Pharmacological properties of the Ca 2+ ‐release mechanism sensitive to NAADP in the sea urchin egg

The sea urchin egg homogenate is an ideal model to characterize Ca 2+ ‐release mechanisms because of its reliability and high signal‐to‐noise‐ratio. Apart from the InsP 3 ‐ and ryanodine‐sensitive Ca 2+ ‐release mechanisms, it has been recently demonstrated that this model is responsive to a third independent mechanism, that has the pyridine nucleotide, nicotinic acid adenine dinucleotide phosphate (NAADP), as an endogenous agonist. The sea urchin egg homogenate was used to characterize the pharmacological and biochemical characteristics of the novel Ca 2+ ‐releasing agent, NAADP, compared to inositol trisphosphate (InsP 3 ) and cyclic ADP ribose (cyclic ADPR), an endogenous activator of ryanodine receptors. NAADP‐induced Ca 2+ ‐release was blocked by L‐type Ca 2+ ‐channel blockers and by Bay K 8644, while InsP 3 ‐ and cyclic ADPR‐induced Ca 2+ ‐release were insensitive to these agents. L‐type Ca 2+ ‐channel blockers did not displace [ 32 P]‐NAADP binding, suggesting that their binding site was different. Moreover, stopped‐flow kinetic studies revealed that these agents blocked NAADP in a all‐or‐none fashion. Similarly, a number of K + ‐channel antagonists blocked NAADP‐induced Ca 2+ ‐release selectively over InsP 3 ‐ and cyclic ADPR‐induced Ca 2+ ‐release. Radioligand studies showed that these agents were not competitive antagonists. As has been shown for InsP 3 and ryanodine receptors, NAADP receptors were sensitive to calmodulin antagonists, suggesting that this protein could be a common regulatory feature of intracellular Ca 2+ ‐release mechanisms.
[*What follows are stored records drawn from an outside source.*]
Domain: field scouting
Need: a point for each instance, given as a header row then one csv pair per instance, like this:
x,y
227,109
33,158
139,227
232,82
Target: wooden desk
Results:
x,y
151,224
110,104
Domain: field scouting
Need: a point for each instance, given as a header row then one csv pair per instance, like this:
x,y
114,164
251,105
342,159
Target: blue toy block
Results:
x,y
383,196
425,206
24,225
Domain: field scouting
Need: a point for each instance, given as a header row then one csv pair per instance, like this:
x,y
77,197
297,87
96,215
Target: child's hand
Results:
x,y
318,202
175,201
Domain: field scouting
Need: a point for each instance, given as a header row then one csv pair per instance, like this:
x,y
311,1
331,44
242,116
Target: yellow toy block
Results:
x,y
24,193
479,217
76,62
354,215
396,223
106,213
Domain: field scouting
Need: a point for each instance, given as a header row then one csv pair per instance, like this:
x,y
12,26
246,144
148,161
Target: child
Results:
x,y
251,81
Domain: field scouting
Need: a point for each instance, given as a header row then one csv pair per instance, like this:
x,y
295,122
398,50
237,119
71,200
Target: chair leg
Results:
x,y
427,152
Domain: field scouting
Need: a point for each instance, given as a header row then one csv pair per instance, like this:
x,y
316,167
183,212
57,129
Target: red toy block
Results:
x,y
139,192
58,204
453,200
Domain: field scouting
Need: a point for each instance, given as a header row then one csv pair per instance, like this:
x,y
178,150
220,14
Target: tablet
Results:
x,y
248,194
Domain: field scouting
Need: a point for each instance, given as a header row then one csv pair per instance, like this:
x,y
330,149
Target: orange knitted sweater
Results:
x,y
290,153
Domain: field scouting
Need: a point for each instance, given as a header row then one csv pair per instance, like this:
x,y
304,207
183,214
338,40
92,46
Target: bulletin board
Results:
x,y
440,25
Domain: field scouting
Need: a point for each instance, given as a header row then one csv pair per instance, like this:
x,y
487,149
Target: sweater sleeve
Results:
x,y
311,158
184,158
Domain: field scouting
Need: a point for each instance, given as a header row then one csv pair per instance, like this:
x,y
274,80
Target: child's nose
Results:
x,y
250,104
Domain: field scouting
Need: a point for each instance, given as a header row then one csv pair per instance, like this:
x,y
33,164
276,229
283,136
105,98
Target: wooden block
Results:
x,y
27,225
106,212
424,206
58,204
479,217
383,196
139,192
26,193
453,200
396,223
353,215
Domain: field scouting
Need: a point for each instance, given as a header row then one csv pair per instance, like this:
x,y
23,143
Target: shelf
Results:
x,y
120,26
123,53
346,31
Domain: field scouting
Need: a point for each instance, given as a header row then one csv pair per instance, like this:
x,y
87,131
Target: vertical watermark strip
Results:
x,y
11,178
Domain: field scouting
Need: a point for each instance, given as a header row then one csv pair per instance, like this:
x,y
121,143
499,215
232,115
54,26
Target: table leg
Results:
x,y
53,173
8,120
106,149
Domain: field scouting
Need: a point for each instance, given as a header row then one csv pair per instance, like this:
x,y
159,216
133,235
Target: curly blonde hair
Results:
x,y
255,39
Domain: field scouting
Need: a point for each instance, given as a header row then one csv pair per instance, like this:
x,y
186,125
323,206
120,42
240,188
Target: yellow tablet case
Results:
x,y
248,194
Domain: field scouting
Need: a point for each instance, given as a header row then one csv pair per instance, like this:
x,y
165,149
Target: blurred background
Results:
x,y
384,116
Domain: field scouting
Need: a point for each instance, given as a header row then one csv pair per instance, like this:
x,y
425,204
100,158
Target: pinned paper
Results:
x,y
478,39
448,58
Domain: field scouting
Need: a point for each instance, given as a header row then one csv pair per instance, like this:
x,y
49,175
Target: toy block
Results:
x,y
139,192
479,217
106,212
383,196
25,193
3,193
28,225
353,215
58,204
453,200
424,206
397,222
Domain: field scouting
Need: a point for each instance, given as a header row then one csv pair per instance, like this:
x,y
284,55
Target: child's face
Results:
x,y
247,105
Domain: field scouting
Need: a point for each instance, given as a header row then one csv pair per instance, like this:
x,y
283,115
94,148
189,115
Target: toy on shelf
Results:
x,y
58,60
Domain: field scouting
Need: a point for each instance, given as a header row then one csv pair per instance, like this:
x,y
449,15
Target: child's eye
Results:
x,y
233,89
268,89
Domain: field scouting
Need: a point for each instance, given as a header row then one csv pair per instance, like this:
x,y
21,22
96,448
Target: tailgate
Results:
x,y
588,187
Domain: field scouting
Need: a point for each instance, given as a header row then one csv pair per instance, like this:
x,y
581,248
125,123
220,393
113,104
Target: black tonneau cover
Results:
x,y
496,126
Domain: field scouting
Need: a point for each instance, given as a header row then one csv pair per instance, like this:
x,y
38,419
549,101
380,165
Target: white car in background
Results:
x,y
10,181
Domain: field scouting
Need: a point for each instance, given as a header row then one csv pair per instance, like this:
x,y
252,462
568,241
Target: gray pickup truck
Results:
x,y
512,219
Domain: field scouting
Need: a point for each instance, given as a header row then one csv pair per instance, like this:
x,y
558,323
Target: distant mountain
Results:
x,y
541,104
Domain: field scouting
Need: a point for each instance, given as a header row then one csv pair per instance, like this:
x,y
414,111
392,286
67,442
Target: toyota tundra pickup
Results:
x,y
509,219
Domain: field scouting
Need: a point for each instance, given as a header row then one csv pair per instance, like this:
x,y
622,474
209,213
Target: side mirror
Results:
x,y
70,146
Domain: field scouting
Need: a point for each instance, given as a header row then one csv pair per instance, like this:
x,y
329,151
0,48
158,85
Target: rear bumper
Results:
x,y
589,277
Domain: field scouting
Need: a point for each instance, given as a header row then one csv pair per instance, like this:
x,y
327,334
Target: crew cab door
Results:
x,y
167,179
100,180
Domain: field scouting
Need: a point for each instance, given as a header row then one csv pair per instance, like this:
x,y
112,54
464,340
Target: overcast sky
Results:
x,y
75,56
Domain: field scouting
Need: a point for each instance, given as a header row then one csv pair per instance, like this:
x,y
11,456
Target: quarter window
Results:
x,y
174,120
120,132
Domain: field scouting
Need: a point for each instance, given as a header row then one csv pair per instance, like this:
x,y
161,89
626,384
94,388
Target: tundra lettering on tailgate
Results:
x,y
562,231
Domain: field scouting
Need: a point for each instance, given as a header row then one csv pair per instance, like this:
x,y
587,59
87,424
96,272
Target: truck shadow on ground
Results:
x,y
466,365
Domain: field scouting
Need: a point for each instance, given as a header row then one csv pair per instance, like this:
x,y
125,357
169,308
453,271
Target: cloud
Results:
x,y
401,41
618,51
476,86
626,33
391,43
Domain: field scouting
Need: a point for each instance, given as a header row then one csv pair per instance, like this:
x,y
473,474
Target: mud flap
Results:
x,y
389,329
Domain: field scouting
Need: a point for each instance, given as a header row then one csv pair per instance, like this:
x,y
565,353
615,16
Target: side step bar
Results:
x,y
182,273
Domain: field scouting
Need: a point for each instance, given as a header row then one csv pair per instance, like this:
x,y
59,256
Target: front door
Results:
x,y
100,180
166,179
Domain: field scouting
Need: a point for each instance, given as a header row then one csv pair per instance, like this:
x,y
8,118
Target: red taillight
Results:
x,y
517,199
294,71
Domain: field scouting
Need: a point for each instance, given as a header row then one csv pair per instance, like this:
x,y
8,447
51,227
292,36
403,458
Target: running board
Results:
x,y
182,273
The presence of K + was not essential for NAADP‐induced Ca 2+ ‐release, since substitution of K + with other monovalent cations in the experimental media did not significantly alter Ca 2+ release by NAADP. On the contrary, cyclic ADPR and InsP 3 ‐sensitive mechanisms were affected profoundly, although to a different extent depending on the monovalent cation which substituted for K + . Similarly, modifications of the pH in the experimental media from 7.2 to 6.7 or 8.0 only slightly affected NAADP‐induced Ca 2+ ‐release. While the alkaline condition permitted InsP 3 and cyclic ADPR‐induced Ca 2+ ‐release, the acidic condition completely hampered both Ca 2+ ‐release mechanisms. The present results characterize pharmacologically and biochemically the novel Ca 2+ ‐release mechanism sensitive to NAADP. Such characterization will help future research aimed at understanding the role of NAADP in mammalian systems.